Kegiatan tersebut dibuka oleh Kepala Divisi Peraturan Perundang-undangan dan Pembinaan Hukum (P3H), Sopian.
Dalam arahannya, Sopian menegaskan bahwa pengaturan terkait penugasan khusus tenaga medis dan tenaga kesehatan merupakan langkah strategis dalam memperkuat pelayanan kesehatan, khususnya di wilayah yang memiliki keterbatasan akses layanan kesehatan.
Pembahasan berlangsung komprehensif dengan melibatkan tim pemrakarsa dari Pemerintah Kabupaten Poso bersama Tim Perancang Peraturan Perundang-undangan Kanwil Kemenkum Sulteng.
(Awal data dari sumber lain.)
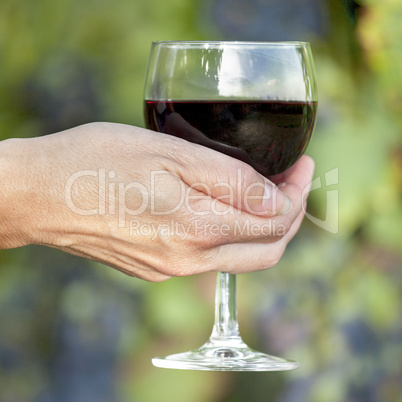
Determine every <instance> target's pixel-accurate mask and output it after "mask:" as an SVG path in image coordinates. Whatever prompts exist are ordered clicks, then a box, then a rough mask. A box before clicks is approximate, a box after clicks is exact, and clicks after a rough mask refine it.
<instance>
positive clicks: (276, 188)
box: [262, 181, 292, 215]
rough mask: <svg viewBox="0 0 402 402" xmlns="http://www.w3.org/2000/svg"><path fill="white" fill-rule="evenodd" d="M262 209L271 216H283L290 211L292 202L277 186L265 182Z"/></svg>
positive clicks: (262, 202)
mask: <svg viewBox="0 0 402 402" xmlns="http://www.w3.org/2000/svg"><path fill="white" fill-rule="evenodd" d="M262 205H263V208H264V209H265V210H266V211H268V212H269V213H271V214H273V215H285V214H287V213H288V212H289V211H290V210H291V209H292V201H291V200H290V198H289V197H288V196H287V195H286V194H285V193H283V192H282V191H281V190H279V188H278V187H277V186H275V185H274V184H273V183H271V182H269V181H265V191H264V197H263V201H262Z"/></svg>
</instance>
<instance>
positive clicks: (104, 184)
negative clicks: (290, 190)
mask: <svg viewBox="0 0 402 402" xmlns="http://www.w3.org/2000/svg"><path fill="white" fill-rule="evenodd" d="M116 177H117V175H116V172H114V171H112V170H111V171H107V170H106V169H104V168H101V169H98V170H82V171H79V172H76V173H74V174H73V175H72V176H70V177H69V179H68V180H67V182H66V185H65V188H64V199H65V202H66V205H67V206H68V208H69V209H70V210H71V211H72V212H74V213H75V214H78V215H81V216H91V215H110V216H116V217H117V219H118V225H119V227H121V228H125V227H129V230H130V234H131V235H133V236H145V237H151V238H152V239H156V238H157V237H158V236H166V235H167V234H171V235H174V236H177V237H179V238H180V239H183V238H185V237H187V236H188V235H189V233H190V232H191V233H194V234H195V235H203V234H205V235H207V234H209V235H213V236H215V235H216V236H226V235H229V233H230V234H232V235H239V236H253V235H255V236H268V235H271V234H273V233H275V234H276V235H279V233H281V232H282V231H285V228H284V225H282V226H283V227H282V228H281V227H279V226H280V224H279V223H278V222H276V221H275V220H274V219H273V218H271V219H270V220H269V221H268V223H267V225H265V226H264V225H260V224H259V225H254V224H251V223H250V222H249V221H240V220H239V221H235V228H234V229H233V228H231V229H230V227H229V225H218V224H216V225H215V226H214V224H207V223H206V220H205V219H203V217H205V216H207V215H216V216H223V215H228V214H229V215H235V214H237V215H240V214H241V210H243V211H246V212H249V213H251V214H254V215H258V214H265V213H266V211H264V212H256V211H254V210H253V207H252V205H253V200H256V199H257V200H261V194H264V196H263V200H264V202H265V201H269V203H270V205H271V206H272V208H273V210H276V197H275V191H273V190H272V188H271V190H270V191H267V190H266V186H265V185H264V184H263V183H252V184H250V185H248V186H247V187H245V186H244V185H242V183H243V181H242V179H243V177H242V171H241V170H239V171H238V173H237V177H236V180H234V181H233V183H226V182H217V183H215V184H213V185H212V186H210V185H208V184H206V183H202V182H198V183H194V184H192V185H190V186H187V185H185V183H184V182H183V181H182V180H180V178H179V177H175V176H174V175H172V173H170V172H167V171H165V170H163V171H152V172H151V173H150V179H149V183H147V184H148V187H147V186H145V185H144V184H143V183H141V182H139V181H133V182H130V183H125V182H119V181H118V180H117V179H116ZM88 182H90V183H92V185H93V186H94V187H95V188H96V191H95V192H93V193H97V196H96V199H93V200H85V202H83V197H80V194H79V191H80V188H81V187H80V185H82V184H83V183H85V185H86V186H88ZM166 182H168V183H169V185H168V186H166ZM338 183H339V172H338V168H335V169H332V170H330V171H328V172H326V173H325V174H324V180H322V179H321V177H317V178H316V179H314V180H313V181H312V182H311V183H310V184H309V185H308V186H306V188H305V190H304V191H303V192H302V194H301V197H302V199H303V200H304V199H306V198H307V197H306V196H307V192H308V191H310V192H313V191H317V190H321V191H325V194H326V202H325V205H326V213H325V218H324V219H319V218H317V217H315V216H313V215H312V214H310V213H309V212H307V211H306V204H305V202H303V203H302V208H303V212H304V214H305V216H306V218H307V219H309V220H310V221H311V222H313V223H314V224H315V225H317V226H318V227H320V228H322V229H323V230H325V231H327V232H330V233H332V234H336V233H338V230H339V194H338V188H337V187H336V186H337V185H338ZM283 185H285V184H283ZM259 187H262V188H261V189H259ZM281 187H282V184H281V185H279V189H280V188H281ZM164 191H169V192H170V195H171V198H172V199H171V200H170V201H171V202H170V203H167V204H166V203H164V202H162V203H161V199H162V200H164V197H165V198H166V196H164V195H162V196H161V193H162V192H164ZM217 194H218V196H217ZM256 194H260V195H259V196H256ZM77 199H78V200H80V201H77ZM133 199H135V202H133ZM203 200H204V201H206V202H204V203H203V202H202V201H203ZM86 201H87V202H86ZM195 206H196V207H195ZM179 210H182V211H185V213H187V214H190V215H192V216H193V217H196V218H199V220H197V219H193V220H192V221H191V222H192V223H191V225H190V226H185V225H183V224H180V223H178V222H176V223H175V222H174V221H173V220H172V221H171V222H170V223H169V224H166V223H163V224H159V223H155V222H157V221H158V219H157V218H158V217H161V216H169V217H170V216H172V217H173V216H174V214H175V213H177V212H178V211H179ZM144 213H146V214H147V215H149V216H151V217H155V218H154V219H153V221H154V223H150V224H144V223H143V224H141V221H140V220H139V219H133V218H135V217H139V216H141V215H142V214H144ZM240 222H241V223H240ZM233 232H234V233H233ZM283 234H284V233H283Z"/></svg>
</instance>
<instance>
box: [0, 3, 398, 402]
mask: <svg viewBox="0 0 402 402" xmlns="http://www.w3.org/2000/svg"><path fill="white" fill-rule="evenodd" d="M401 21H402V3H401V2H400V1H399V0H382V1H374V0H361V1H359V2H355V1H353V0H343V1H342V0H165V1H163V0H136V1H128V0H117V1H111V0H97V1H96V2H95V1H93V0H85V1H82V0H80V1H79V0H57V1H54V0H1V1H0V138H1V139H5V138H8V137H31V136H38V135H43V134H48V133H51V132H55V131H60V130H63V129H66V128H70V127H73V126H75V125H78V124H81V123H86V122H89V121H96V120H107V121H114V122H120V123H127V124H134V125H139V126H143V119H142V90H143V80H144V75H145V69H146V63H147V57H148V52H149V49H150V43H151V41H152V40H173V39H188V40H189V39H191V40H203V39H214V40H217V39H228V40H308V41H310V42H311V44H312V48H313V53H314V56H315V63H316V70H317V78H318V84H319V113H318V121H317V126H316V131H315V135H314V137H313V141H312V143H311V145H310V147H309V151H308V153H309V154H310V155H312V156H313V157H314V159H315V160H316V171H315V176H314V177H315V181H314V190H313V191H312V193H311V196H310V199H309V211H308V213H309V215H308V218H306V219H305V221H304V224H303V227H302V229H301V230H300V232H299V234H298V235H297V237H296V238H295V239H294V241H293V242H292V243H291V244H290V246H289V247H288V249H287V252H286V254H285V256H284V258H283V259H282V260H281V262H280V263H279V265H278V266H277V267H276V268H274V269H272V270H270V271H268V272H260V273H255V274H249V275H241V276H239V278H238V288H239V289H238V298H239V307H238V309H239V321H240V328H241V331H242V335H243V338H244V339H245V341H246V342H247V343H249V344H250V345H252V346H253V347H255V348H256V349H260V350H263V351H266V352H269V353H272V354H277V355H280V356H283V357H288V358H291V359H295V360H299V361H300V362H301V367H300V368H299V369H298V370H296V371H292V372H285V373H219V372H218V373H214V372H211V373H208V372H195V371H189V372H187V371H176V370H164V369H157V368H154V367H153V366H152V365H151V362H150V359H151V357H152V356H154V355H161V354H167V353H170V352H178V351H183V350H185V349H190V348H193V347H196V346H200V345H201V344H202V343H203V342H204V341H205V340H206V339H207V337H208V336H209V334H210V330H211V327H212V322H213V298H214V281H215V277H214V275H210V274H208V275H199V276H197V277H192V278H178V279H171V280H169V281H167V282H163V283H158V284H152V283H146V282H143V281H140V280H137V279H133V278H129V277H126V276H124V275H123V274H121V273H119V272H115V271H113V270H111V269H109V268H106V267H103V266H100V265H99V264H95V263H92V262H88V261H85V260H82V259H79V258H76V257H72V256H69V255H67V254H63V253H61V252H57V251H55V250H50V249H45V248H41V247H25V248H22V249H17V250H8V251H2V252H1V253H0V264H1V269H0V402H31V401H32V402H55V401H57V402H104V401H105V402H106V401H107V402H112V401H113V402H114V401H116V402H128V401H130V402H132V401H167V402H170V401H172V402H173V401H175V402H182V401H183V402H184V401H186V402H204V401H208V402H226V401H231V402H233V401H235V402H237V401H239V402H240V401H246V400H247V401H274V402H304V401H306V402H371V401H373V402H374V401H375V402H376V401H378V402H384V401H385V402H396V401H402V308H401V307H402V270H401V265H402V205H401V197H402V141H401V129H402V71H401V65H402V24H401Z"/></svg>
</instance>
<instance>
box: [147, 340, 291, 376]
mask: <svg viewBox="0 0 402 402" xmlns="http://www.w3.org/2000/svg"><path fill="white" fill-rule="evenodd" d="M152 363H153V365H154V366H156V367H162V368H170V369H182V370H210V371H283V370H294V369H296V368H298V367H299V363H298V362H295V361H291V360H285V359H282V358H280V357H275V356H270V355H266V354H264V353H261V352H257V351H255V350H253V349H250V348H249V347H248V346H247V345H246V344H245V343H243V342H241V343H239V344H236V345H231V344H230V343H229V345H228V344H226V345H224V344H216V343H214V342H207V343H206V344H205V345H203V346H202V347H201V348H199V349H195V350H192V351H189V352H184V353H177V354H174V355H170V356H166V357H154V358H153V359H152Z"/></svg>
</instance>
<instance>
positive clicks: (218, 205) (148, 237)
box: [0, 123, 314, 281]
mask: <svg viewBox="0 0 402 402" xmlns="http://www.w3.org/2000/svg"><path fill="white" fill-rule="evenodd" d="M0 167H1V171H0V175H1V183H2V194H0V219H1V222H2V224H1V227H0V248H13V247H20V246H24V245H27V244H42V245H46V246H50V247H55V248H58V249H60V250H64V251H67V252H69V253H72V254H76V255H80V256H82V257H86V258H90V259H92V260H96V261H99V262H102V263H104V264H106V265H109V266H112V267H114V268H117V269H119V270H120V271H123V272H125V273H127V274H129V275H132V276H136V277H139V278H142V279H146V280H150V281H160V280H164V279H167V278H169V277H171V276H184V275H191V274H196V273H200V272H205V271H226V272H232V273H241V272H249V271H255V270H261V269H265V268H269V267H272V266H273V265H275V264H276V263H277V262H278V261H279V259H280V257H281V256H282V254H283V252H284V250H285V247H286V245H287V244H288V243H289V241H290V240H291V239H292V237H293V236H294V235H295V234H296V232H297V230H298V228H299V226H300V224H301V221H302V219H303V215H304V213H303V208H302V205H304V204H303V202H304V201H305V198H306V197H307V194H308V186H309V183H310V181H311V179H312V174H313V169H314V164H313V161H312V160H311V158H309V157H307V156H303V157H302V158H301V159H300V160H299V161H298V162H297V163H296V164H295V165H293V166H292V167H291V168H290V169H288V170H287V171H286V172H285V173H284V174H282V175H281V176H280V183H279V182H277V184H278V187H277V186H276V185H274V184H273V183H272V182H270V181H269V180H267V179H265V178H264V177H263V176H261V175H260V174H259V173H257V172H256V171H255V170H254V169H253V168H251V167H250V166H249V165H247V164H245V163H243V162H241V161H239V160H237V159H234V158H231V157H229V156H226V155H224V154H221V153H219V152H216V151H214V150H211V149H208V148H205V147H203V146H200V145H196V144H193V143H190V142H187V141H185V140H182V139H180V138H175V137H171V136H168V135H164V134H160V133H155V132H153V131H149V130H145V129H141V128H138V127H132V126H126V125H121V124H112V123H91V124H87V125H84V126H80V127H76V128H74V129H71V130H67V131H64V132H61V133H57V134H52V135H48V136H44V137H38V138H31V139H12V140H6V141H3V142H2V143H0ZM275 179H278V178H275Z"/></svg>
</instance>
Pendalaman difokuskan pada aspek kewenangan pemerintah daerah, mekanisme penempatan tenaga kesehatan, pemberian hak dan kewajiban, hingga jaminan kepastian hukum dalam pelaksanaan penugasan khusus tersebut.
Selain itu, pembahasan juga menyoroti pentingnya sinkronisasi substansi rancangan peraturan dengan regulasi nasional di bidang kesehatan serta kebijakan penguatan pelayanan publik di daerah.
Tim Perancang Kanwil Kemenkum Sulteng turut memberikan berbagai masukan terhadap teknik penyusunan, struktur norma, dan substansi pengaturan agar regulasi yang dibentuk lebih implementatif, efektif, dan tidak menimbulkan multitafsir dalam penerapannya.
Kepala Kanwil Kemenkum Sulteng, Rakhmat Renaldy, dalam keterangannya menegaskan bahwa sektor kesehatan merupakan pelayanan dasar yang harus diperkuat melalui regulasi yang berkualitas.
“Pemerintah daerah perlu memastikan tersedianya regulasi yang mampu mendukung pemerataan pelayanan kesehatan, terutama bagi masyarakat di wilayah yang masih mengalami keterbatasan akses,” ujarnya.
Rakhmat Renaldy juga menambahkan bahwa harmonisasi regulasi menjadi bagian penting dalam menghadirkan kebijakan yang tepat sasaran dan berkelanjutan.
“Setiap produk hukum daerah harus disusun secara cermat dan harmonis agar mampu memberikan kepastian hukum sekaligus mendukung peningkatan kualitas pelayanan kepada masyarakat,” tambahnya.
Melalui harmonisasi ini, diharapkan Rancangan Peraturan Bupati Poso tentang Penugasan Khusus Tenaga Medis dan Tenaga Kesehatan dapat menjadi landasan hukum yang kuat dalam mendukung pemerataan layanan kesehatan di Kabupaten Poso.